Сунутый в угол тимуровский автомат во время боевого разворота вываливается и больно стукает стволом по колену лопоухого курсанта. Естественно, тот интересуется — откуда тут ствол. Вкратце объясняю.
— Да, тут только ипатьевский метод поможет, — соглашается сосед лопоухого.
— Это как?
— А был такой передовик производства — Ипатьев. Сталин часто рекомендовал использовать его метод для улучшения показателей.
— И какой это метод?
— Ипать, ипать и еще раз ипать!
— А что, хороший метод. А то разборзелись салабоны, края не видят, застариковали!
— Ну да, в общем.
Тут лопоухий снимает крышку затворной коробки и ахает как-то по-женски удивленно.
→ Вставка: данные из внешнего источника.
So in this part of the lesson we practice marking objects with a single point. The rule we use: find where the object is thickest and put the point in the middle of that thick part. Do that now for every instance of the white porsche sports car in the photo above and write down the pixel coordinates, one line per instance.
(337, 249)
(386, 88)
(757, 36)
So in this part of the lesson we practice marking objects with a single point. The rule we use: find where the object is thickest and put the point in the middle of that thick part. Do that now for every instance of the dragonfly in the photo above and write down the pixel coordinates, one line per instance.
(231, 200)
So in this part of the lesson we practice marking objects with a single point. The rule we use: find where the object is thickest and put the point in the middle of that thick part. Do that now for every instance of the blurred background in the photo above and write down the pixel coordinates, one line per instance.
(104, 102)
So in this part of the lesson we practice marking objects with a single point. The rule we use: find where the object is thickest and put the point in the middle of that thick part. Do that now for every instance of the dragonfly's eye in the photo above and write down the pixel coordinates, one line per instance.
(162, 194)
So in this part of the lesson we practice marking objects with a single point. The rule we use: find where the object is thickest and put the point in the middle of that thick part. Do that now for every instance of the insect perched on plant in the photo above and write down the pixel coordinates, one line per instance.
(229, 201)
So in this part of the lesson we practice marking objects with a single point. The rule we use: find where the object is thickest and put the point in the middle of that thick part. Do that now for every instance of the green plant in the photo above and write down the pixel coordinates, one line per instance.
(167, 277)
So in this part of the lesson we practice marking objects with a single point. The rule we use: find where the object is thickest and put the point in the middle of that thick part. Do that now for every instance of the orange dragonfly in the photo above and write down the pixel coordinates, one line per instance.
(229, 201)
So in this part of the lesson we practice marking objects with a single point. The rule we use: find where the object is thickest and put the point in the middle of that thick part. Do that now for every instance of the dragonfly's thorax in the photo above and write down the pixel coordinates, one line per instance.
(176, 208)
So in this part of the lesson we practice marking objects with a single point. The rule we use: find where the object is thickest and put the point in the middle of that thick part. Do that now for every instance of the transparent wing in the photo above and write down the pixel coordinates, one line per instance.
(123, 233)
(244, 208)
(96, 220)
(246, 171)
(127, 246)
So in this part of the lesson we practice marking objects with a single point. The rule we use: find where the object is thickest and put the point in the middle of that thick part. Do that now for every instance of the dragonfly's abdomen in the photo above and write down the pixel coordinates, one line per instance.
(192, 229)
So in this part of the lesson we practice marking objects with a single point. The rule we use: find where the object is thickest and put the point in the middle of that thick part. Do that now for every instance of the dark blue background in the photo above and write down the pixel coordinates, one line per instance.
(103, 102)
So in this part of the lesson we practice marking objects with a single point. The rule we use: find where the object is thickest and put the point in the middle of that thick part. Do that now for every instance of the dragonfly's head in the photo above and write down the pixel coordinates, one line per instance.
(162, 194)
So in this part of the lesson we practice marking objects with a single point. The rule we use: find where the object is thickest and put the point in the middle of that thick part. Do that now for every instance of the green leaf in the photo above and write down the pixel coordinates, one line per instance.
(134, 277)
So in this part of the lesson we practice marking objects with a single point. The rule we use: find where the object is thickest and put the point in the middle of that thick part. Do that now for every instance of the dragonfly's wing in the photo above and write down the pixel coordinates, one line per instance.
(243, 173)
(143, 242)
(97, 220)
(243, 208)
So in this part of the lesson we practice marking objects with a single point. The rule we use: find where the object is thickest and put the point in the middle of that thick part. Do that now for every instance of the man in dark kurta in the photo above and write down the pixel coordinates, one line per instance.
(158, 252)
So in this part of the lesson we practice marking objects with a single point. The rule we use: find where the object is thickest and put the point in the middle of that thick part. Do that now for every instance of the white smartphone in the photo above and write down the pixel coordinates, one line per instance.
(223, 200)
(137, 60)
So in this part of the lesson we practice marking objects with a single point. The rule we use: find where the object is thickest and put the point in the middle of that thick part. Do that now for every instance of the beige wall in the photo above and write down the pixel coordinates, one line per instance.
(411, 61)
— Не, вы гляньте — этот чудель только сверху смазку обтер, а внутри все как было, так и осталось в консервации. Как он стрелять собирался?
К моему несказанному удивлению, вместо того чтоб вытереть замасленную руку об штаны, паренек достает из кармана носовой платок и старательно обтирает пальцы. Потом брезгливо ставит оружие обратно в угол.
— Пяхота!
Прибытие оказывается настолько долгожданным, что нас тут же встречают букетом матюков — какого лилового мы так долго ехали?
Водитель и старший за словом в карман не лезут — лай стоит добротный. Мы с Надеждой тут же оказываемся утянутыми от машины — по пути видим, что тут что-то произошло, причем нехорошее — достаточно благодушный раньше народ словно ощетинился, оружие под рукой держит, все какие-то нервные.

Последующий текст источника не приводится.